Another Canadian wolf expert Paul Paquet, said during the inquest that Carnegie was likely killed by a bear, but could have been killed by wolves.
The witnesses on the scene thought differently.
They found the engineering student surrounded by a pack of wolves and identified the tracks near the body as wolves.
“Collectively, there is little doubt in my mind that these two exceptionally qualified witnesses correctly identified wolves as the species killing and consuming Kenton Carnegie, but also correctly read the process of events as evidenced by the track and sign patterns in the snow,” Geist wrote.
Wolves and other animals had become habituated eating a large garbage dump left by the mining company and its workers. They and other wild animals had lost their fear of humans.
“I'd put in the same category as ‘O.J. Simpson is innocent,’ ” Paquet, told the Daily News.
No one witnessed the attack. An overnight snow covered much of the tracks and the rarity wolves getting close to people drives his doubts, the Daily News said. The position of the body and the wounds suggested to Paquet that it was a bear that ate him.
Needless to say, environmental groups believe Paquet.
Anti-wolf advocates now have the evidence they have been hoping for to paint the predator as the bloodthirsty threat to children and lone backcountry hikers they have always suggested.

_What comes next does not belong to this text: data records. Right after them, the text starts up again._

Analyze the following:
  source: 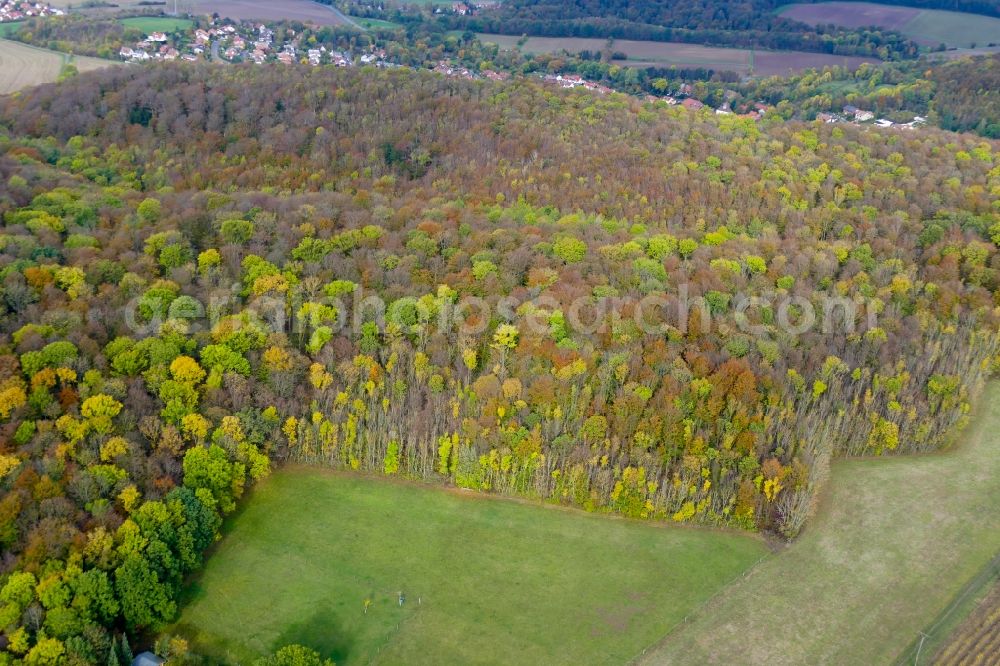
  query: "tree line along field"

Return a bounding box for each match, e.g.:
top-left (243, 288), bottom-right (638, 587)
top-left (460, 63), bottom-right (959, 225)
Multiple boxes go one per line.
top-left (640, 382), bottom-right (1000, 665)
top-left (777, 2), bottom-right (1000, 49)
top-left (477, 34), bottom-right (879, 76)
top-left (0, 39), bottom-right (115, 94)
top-left (171, 471), bottom-right (767, 664)
top-left (177, 382), bottom-right (1000, 664)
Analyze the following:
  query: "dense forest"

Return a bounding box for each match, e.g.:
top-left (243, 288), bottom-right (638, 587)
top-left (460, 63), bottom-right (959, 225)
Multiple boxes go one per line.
top-left (0, 63), bottom-right (997, 661)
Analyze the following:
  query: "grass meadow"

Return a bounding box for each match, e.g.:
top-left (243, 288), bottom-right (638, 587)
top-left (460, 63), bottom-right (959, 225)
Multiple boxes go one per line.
top-left (778, 2), bottom-right (1000, 48)
top-left (643, 382), bottom-right (1000, 664)
top-left (173, 470), bottom-right (767, 664)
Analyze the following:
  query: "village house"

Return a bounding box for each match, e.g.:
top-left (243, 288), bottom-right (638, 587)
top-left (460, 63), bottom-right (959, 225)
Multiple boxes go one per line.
top-left (147, 31), bottom-right (168, 42)
top-left (681, 98), bottom-right (704, 111)
top-left (0, 0), bottom-right (62, 21)
top-left (452, 2), bottom-right (470, 14)
top-left (844, 105), bottom-right (874, 122)
top-left (131, 652), bottom-right (165, 666)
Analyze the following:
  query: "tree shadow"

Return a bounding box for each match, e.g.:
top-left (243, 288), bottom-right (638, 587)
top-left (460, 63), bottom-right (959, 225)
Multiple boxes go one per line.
top-left (271, 604), bottom-right (353, 662)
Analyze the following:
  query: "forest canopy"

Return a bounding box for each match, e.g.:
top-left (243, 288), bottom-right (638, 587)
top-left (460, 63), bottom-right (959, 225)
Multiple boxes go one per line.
top-left (0, 63), bottom-right (997, 661)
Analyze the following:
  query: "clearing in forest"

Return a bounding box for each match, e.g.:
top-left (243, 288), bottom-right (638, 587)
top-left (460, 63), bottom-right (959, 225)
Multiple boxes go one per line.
top-left (172, 471), bottom-right (767, 664)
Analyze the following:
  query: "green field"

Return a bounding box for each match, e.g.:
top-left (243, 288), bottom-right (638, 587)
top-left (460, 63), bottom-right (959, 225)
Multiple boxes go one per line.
top-left (0, 21), bottom-right (23, 37)
top-left (173, 470), bottom-right (767, 664)
top-left (642, 382), bottom-right (1000, 664)
top-left (120, 16), bottom-right (194, 33)
top-left (354, 16), bottom-right (403, 31)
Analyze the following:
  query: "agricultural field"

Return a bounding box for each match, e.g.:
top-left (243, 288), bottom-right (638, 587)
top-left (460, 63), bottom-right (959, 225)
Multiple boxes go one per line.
top-left (172, 470), bottom-right (768, 664)
top-left (778, 2), bottom-right (1000, 48)
top-left (0, 38), bottom-right (114, 94)
top-left (119, 16), bottom-right (194, 32)
top-left (641, 382), bottom-right (1000, 665)
top-left (353, 17), bottom-right (403, 31)
top-left (477, 34), bottom-right (878, 75)
top-left (187, 0), bottom-right (357, 26)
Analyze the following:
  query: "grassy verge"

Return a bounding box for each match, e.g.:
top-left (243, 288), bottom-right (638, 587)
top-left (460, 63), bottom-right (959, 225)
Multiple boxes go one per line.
top-left (0, 21), bottom-right (23, 37)
top-left (640, 381), bottom-right (1000, 665)
top-left (353, 17), bottom-right (402, 30)
top-left (119, 16), bottom-right (194, 33)
top-left (173, 470), bottom-right (767, 664)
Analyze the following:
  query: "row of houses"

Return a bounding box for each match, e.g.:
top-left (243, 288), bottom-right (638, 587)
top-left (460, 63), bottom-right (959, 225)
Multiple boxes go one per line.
top-left (120, 43), bottom-right (181, 61)
top-left (542, 73), bottom-right (615, 95)
top-left (540, 73), bottom-right (771, 120)
top-left (439, 0), bottom-right (497, 16)
top-left (117, 18), bottom-right (398, 69)
top-left (815, 106), bottom-right (928, 129)
top-left (0, 0), bottom-right (61, 22)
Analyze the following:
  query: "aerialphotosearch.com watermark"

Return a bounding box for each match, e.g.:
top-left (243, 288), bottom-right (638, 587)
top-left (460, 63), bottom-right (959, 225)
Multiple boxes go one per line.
top-left (121, 283), bottom-right (880, 341)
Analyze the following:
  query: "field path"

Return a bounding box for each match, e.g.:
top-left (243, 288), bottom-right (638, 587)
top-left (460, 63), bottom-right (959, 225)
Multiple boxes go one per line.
top-left (640, 382), bottom-right (1000, 665)
top-left (317, 2), bottom-right (362, 30)
top-left (0, 39), bottom-right (115, 94)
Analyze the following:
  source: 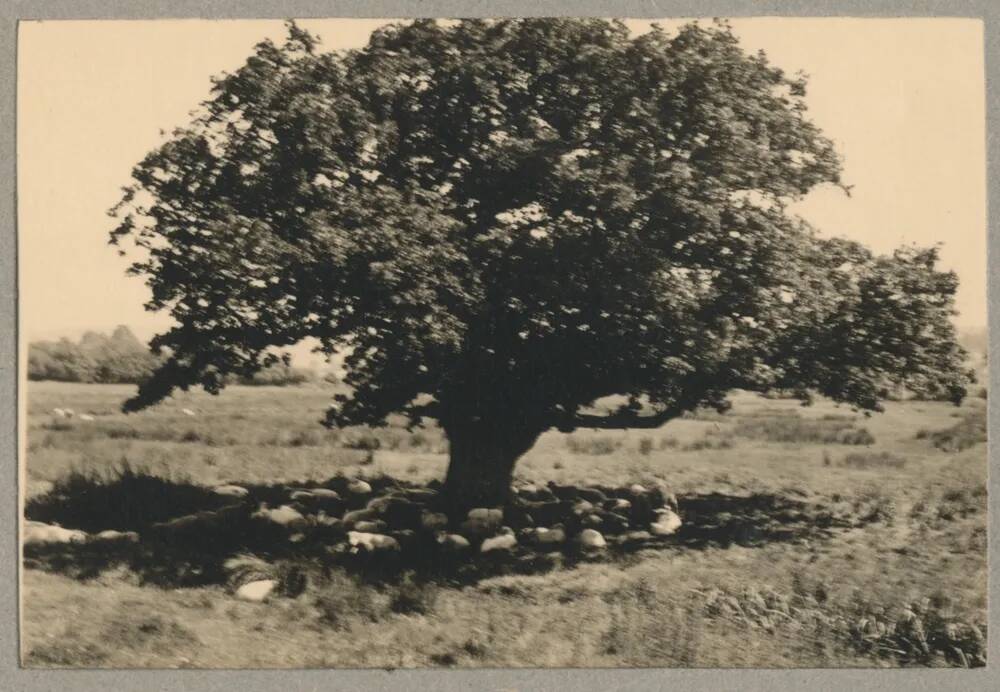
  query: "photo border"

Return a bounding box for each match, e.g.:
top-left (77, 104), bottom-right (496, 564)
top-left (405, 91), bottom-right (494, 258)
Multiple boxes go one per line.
top-left (1, 1), bottom-right (996, 690)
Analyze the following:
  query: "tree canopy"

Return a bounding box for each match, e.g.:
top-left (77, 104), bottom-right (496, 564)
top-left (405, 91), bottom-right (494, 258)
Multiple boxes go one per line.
top-left (110, 19), bottom-right (971, 505)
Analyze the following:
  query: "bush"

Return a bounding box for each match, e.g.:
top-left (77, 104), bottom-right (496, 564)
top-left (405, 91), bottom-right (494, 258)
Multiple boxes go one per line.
top-left (28, 327), bottom-right (162, 384)
top-left (388, 572), bottom-right (438, 615)
top-left (23, 461), bottom-right (227, 532)
top-left (314, 572), bottom-right (385, 629)
top-left (918, 410), bottom-right (986, 452)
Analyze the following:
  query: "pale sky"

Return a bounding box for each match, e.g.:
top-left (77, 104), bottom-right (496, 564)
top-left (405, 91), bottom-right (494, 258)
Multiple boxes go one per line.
top-left (18, 18), bottom-right (987, 346)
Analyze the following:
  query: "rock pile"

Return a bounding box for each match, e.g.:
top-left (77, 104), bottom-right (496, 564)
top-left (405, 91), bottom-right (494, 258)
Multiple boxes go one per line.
top-left (24, 475), bottom-right (685, 598)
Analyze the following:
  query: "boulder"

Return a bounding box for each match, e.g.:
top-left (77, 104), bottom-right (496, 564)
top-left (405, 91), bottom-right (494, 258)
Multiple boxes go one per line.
top-left (342, 508), bottom-right (380, 527)
top-left (311, 511), bottom-right (342, 529)
top-left (436, 533), bottom-right (471, 551)
top-left (398, 488), bottom-right (438, 504)
top-left (290, 488), bottom-right (343, 503)
top-left (533, 526), bottom-right (566, 546)
top-left (572, 500), bottom-right (595, 516)
top-left (576, 487), bottom-right (608, 505)
top-left (252, 504), bottom-right (307, 528)
top-left (420, 511), bottom-right (449, 532)
top-left (628, 493), bottom-right (655, 525)
top-left (348, 531), bottom-right (400, 552)
top-left (605, 498), bottom-right (632, 513)
top-left (24, 522), bottom-right (88, 545)
top-left (213, 484), bottom-right (249, 498)
top-left (390, 529), bottom-right (419, 551)
top-left (235, 579), bottom-right (277, 603)
top-left (575, 528), bottom-right (607, 550)
top-left (366, 495), bottom-right (394, 513)
top-left (548, 482), bottom-right (579, 501)
top-left (353, 519), bottom-right (388, 533)
top-left (481, 530), bottom-right (518, 553)
top-left (649, 509), bottom-right (682, 536)
top-left (347, 479), bottom-right (373, 496)
top-left (308, 488), bottom-right (343, 500)
top-left (520, 485), bottom-right (556, 502)
top-left (461, 507), bottom-right (503, 536)
top-left (624, 530), bottom-right (653, 543)
top-left (381, 498), bottom-right (424, 529)
top-left (581, 514), bottom-right (604, 529)
top-left (600, 512), bottom-right (631, 534)
top-left (94, 529), bottom-right (139, 543)
top-left (518, 500), bottom-right (574, 526)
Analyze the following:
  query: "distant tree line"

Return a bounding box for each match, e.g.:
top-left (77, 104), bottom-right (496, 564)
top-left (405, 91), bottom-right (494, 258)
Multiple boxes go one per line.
top-left (28, 326), bottom-right (322, 386)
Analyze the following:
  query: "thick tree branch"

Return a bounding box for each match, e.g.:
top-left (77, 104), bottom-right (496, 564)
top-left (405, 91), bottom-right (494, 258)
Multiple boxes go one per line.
top-left (554, 402), bottom-right (688, 432)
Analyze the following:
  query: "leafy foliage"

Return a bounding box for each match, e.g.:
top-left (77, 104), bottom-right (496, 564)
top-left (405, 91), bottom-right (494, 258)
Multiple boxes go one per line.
top-left (109, 19), bottom-right (970, 485)
top-left (28, 326), bottom-right (162, 384)
top-left (28, 326), bottom-right (314, 386)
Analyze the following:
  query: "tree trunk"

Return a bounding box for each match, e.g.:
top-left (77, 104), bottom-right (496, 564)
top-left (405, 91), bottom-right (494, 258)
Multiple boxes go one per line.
top-left (442, 419), bottom-right (541, 515)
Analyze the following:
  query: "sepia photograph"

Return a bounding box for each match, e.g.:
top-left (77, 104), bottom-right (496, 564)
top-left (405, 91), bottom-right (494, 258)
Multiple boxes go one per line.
top-left (17, 16), bottom-right (988, 669)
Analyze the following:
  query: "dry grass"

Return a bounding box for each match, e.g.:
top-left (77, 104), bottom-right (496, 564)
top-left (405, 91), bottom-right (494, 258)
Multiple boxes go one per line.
top-left (20, 382), bottom-right (988, 668)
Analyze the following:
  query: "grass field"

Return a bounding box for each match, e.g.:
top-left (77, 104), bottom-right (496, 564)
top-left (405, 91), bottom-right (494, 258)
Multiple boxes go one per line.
top-left (20, 380), bottom-right (988, 668)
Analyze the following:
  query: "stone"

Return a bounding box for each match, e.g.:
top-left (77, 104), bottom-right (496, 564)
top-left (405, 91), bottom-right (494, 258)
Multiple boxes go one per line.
top-left (213, 484), bottom-right (249, 498)
top-left (398, 488), bottom-right (438, 503)
top-left (572, 500), bottom-right (595, 516)
top-left (533, 526), bottom-right (566, 545)
top-left (366, 496), bottom-right (394, 513)
top-left (235, 579), bottom-right (277, 602)
top-left (519, 500), bottom-right (574, 526)
top-left (581, 513), bottom-right (604, 528)
top-left (629, 483), bottom-right (648, 496)
top-left (600, 512), bottom-right (631, 534)
top-left (348, 531), bottom-right (400, 552)
top-left (181, 408), bottom-right (196, 417)
top-left (649, 509), bottom-right (682, 536)
top-left (624, 530), bottom-right (653, 543)
top-left (347, 479), bottom-right (373, 495)
top-left (421, 511), bottom-right (449, 532)
top-left (309, 488), bottom-right (342, 500)
top-left (575, 528), bottom-right (607, 550)
top-left (312, 512), bottom-right (342, 528)
top-left (437, 533), bottom-right (471, 551)
top-left (23, 522), bottom-right (88, 545)
top-left (94, 529), bottom-right (139, 542)
top-left (548, 482), bottom-right (579, 501)
top-left (605, 498), bottom-right (632, 513)
top-left (79, 414), bottom-right (95, 422)
top-left (481, 531), bottom-right (518, 553)
top-left (252, 504), bottom-right (306, 528)
top-left (390, 529), bottom-right (418, 550)
top-left (461, 507), bottom-right (503, 536)
top-left (382, 498), bottom-right (424, 528)
top-left (353, 520), bottom-right (388, 533)
top-left (576, 487), bottom-right (608, 505)
top-left (342, 508), bottom-right (380, 527)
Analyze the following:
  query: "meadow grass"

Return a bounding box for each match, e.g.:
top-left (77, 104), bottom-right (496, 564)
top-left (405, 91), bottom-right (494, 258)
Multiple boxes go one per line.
top-left (20, 381), bottom-right (987, 668)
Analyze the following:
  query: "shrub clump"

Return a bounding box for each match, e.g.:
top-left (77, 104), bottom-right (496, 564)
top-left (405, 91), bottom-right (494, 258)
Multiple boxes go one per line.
top-left (915, 410), bottom-right (986, 452)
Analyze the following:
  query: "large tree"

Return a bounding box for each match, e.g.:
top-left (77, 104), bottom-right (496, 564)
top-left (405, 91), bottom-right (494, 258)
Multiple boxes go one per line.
top-left (110, 19), bottom-right (971, 511)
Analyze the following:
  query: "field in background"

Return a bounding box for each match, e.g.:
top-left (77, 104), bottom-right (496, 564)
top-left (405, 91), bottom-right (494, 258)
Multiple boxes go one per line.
top-left (21, 381), bottom-right (987, 668)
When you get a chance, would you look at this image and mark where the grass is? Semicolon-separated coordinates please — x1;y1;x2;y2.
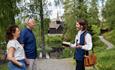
0;62;8;70
94;30;115;70
103;30;115;46
96;48;115;70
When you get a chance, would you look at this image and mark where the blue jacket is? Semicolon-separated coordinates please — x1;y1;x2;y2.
18;28;37;59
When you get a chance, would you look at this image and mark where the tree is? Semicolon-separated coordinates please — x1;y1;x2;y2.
88;0;99;26
103;0;115;29
63;0;88;41
100;0;105;22
99;0;105;30
33;0;51;58
0;0;21;40
44;18;50;34
39;0;46;58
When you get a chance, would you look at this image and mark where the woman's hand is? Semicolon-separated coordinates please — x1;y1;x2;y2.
18;62;23;67
25;58;30;66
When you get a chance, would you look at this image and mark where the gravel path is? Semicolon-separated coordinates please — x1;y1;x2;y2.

“The story of Kenton Carnegie’s death and the struggle of his parents to find the truth against political bias stands as a precursor to events that may all to soon unfold in Idaho,” said John Runft, the attorney who wrote the anti-wolf initiative that Stanley lodge owner Ron Gillett is circulating.
One thing is certain. Westerners are going to hear the name of Kenton Carnegie a lot in the next few years as the debate over wolves continues.